/ 4 April 2003

South Africans speak out

Thousands of South Africans are staging round-the-clock vigils to protest against the war in Iraq.

The activists, under the banner of the independent Anti-War Coalition and the Stop the War Campaign, are ideologically divergent but are united in their opposition to the United States-led campaign.

Coalition member Laurence Plaatjie has been picketing outside the US consulate in Killarney, Johannesburg, since American troops invaded Iraq last month. By day he and the others hold banners that read ”No to US imperialism”, ”Bush, Blair, Sharon, blood on your hands” and ”Consulate of genocide”. By night they hold candles. Every so often drivers hoot supportively, hoping police will not fine them for ”disturbing the peace”.

These activists believe the war is a small slice of a larger, longer and unpredictable political war between ”imperialists” and civil society.

Said coalition member Rasool Snyman: ”We are not prepared to be part of the massacre of civilians that is entirely driven by US economic interests and is divorced from the voices of civil society. US foreign policy is like an emperor without clothes: it is naked imperialism.”

The Stop the War Campaign calls for solidarity with the Iraqi people against ”the horrors of this imperialist war”. The activists feel President George W Bush alienated the world even before beginning his Iraqi diplomacy last year, by thumbing his nose at the Kyoto Protocol, the Anti-Ballistic Missile Treaty and the International Criminal Court.

”To secure their imperialist design on the world, the US has ignored international agreements … the US is prepared to wage a war against any state, people or political movement that [it] considers too independent to the goal of US hegemony,” said Anti-War Coalition member Salim Vally.

The activists span the spectrum of race and culture and are not restricted to the two million-strong Muslim community in South Africa.
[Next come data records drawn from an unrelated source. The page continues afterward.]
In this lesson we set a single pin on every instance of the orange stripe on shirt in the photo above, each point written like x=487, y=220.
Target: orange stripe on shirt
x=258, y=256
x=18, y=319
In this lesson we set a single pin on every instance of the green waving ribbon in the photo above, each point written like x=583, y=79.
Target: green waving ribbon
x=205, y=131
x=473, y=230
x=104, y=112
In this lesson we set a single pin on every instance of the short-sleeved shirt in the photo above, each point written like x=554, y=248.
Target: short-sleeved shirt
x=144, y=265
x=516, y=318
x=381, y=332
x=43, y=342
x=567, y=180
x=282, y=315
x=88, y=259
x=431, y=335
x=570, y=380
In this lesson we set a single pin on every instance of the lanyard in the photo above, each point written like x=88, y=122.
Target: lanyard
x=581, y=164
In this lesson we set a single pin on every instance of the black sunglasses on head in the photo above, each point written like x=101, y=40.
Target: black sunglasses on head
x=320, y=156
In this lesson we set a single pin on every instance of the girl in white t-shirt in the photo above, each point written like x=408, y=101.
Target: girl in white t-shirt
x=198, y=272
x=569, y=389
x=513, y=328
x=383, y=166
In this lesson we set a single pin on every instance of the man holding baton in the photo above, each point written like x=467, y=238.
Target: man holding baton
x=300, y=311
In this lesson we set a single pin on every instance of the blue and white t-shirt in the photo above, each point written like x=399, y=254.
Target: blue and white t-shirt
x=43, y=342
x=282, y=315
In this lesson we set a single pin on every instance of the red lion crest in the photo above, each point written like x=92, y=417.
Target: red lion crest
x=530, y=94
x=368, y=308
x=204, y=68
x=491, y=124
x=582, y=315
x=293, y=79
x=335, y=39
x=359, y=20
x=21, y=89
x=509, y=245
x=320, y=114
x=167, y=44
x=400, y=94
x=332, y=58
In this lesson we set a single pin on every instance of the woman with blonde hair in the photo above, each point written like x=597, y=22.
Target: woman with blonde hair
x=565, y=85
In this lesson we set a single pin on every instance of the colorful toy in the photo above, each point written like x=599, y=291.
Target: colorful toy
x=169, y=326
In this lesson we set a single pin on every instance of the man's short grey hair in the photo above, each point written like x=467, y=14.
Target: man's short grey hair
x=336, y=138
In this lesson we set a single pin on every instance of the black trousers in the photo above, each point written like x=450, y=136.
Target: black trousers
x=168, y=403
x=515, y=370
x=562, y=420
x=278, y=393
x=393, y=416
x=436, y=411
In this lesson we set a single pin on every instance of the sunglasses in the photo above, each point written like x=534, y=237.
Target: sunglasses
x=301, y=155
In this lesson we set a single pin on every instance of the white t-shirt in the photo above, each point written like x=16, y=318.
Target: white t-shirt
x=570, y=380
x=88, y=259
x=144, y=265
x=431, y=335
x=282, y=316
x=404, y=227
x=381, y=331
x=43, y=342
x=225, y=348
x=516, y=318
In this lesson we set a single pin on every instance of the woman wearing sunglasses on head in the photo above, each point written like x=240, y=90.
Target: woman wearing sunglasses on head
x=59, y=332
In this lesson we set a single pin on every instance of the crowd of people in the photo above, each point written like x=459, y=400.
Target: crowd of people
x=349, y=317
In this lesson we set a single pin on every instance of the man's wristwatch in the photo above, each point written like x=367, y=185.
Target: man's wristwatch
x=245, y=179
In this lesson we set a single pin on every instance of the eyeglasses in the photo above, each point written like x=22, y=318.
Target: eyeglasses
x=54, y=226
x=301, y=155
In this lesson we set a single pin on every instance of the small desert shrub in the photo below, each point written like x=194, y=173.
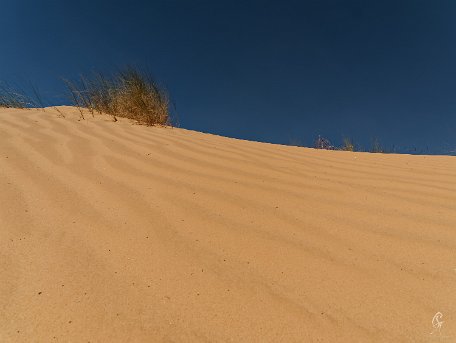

The Stop the War Campaign includes organisations such as the African National Congress, the Institute for Democracy in South Africa and the South African Catholic Bishops Conference. The Anti-War Coalition includes the Anti-Eviction Campaign, the Black Consciousness Forum, the Muslim Students Association and the South African National NGO Coalition.

”South Africa is regarded by the rest of the world as an important leader in activism because of their history … [so it is] fundamental that South Africans rise up and challenge this war,” said Claire Decoteau, a University of Michigan student completing her PhD in South Africa.

On Saturday marches will be held in Cape Town, Durban and Johannesburg calling for Denel to stop supplying arms to the US and United Kingdom. Organisers hope to collect 100 000 petition signatures.